Yo, check my mad Magyar rhymin' skillz, y'all. This animated Budapest ghetto rap-sody is a mash-up between Romeo and Juliet and agitprop comic books, featuring cameos by Bush, Blair, Putin, Chirac, bin Laden, and Sharon. (It was made in 2004 and seen here at SIFF '06, so the petro-politics are only somewhat dated.) Two petty criminal families, one Roma and the other Hungarian, vie for control of their hood, cheerfully bribing the cops—who even more cheerfully accept—while their kids tussle at the local high school.

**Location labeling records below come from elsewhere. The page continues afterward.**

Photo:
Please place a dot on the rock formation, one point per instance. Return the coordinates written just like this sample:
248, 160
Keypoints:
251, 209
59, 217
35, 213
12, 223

Sweet young Jules crushes on bright Gypsy lad Richie, whose grandfather advises him, "No money, no pussy." So, check this out: Kids set aside their differences, invent a time machine, travel back to the Stone Age, and plant mastodons—that is, future black gold—beneath their impoverished district. After that, well, the superpowers don't take kindly to this upstart OPEC playa on their turf. Since, outside of South Park, cartoons and politics generally don't mix, The District is a bold, vulgar treat, full of hip-hop serenades, dancing Russian hookers, international intrigue, and all manner of goofs on the ghetto culture we've exported so successfully to the Wild East. Director Áron Gauder employs a flat animation style recalling Waking Life: Faces have been motion-captured from real actors; then those talking heads are slapped onto Hanna-Barbera marionette bodies. Though computer-crafted, there's no smooth, shiny CGI glow to The District; it's more like an R. Crumb virus has infected the software.
Richie the Roma Romeo.
Runs Fri., Oct. 12–Thurs., Oct. 18, at Grand Illusion. Not rated. 87 minutes.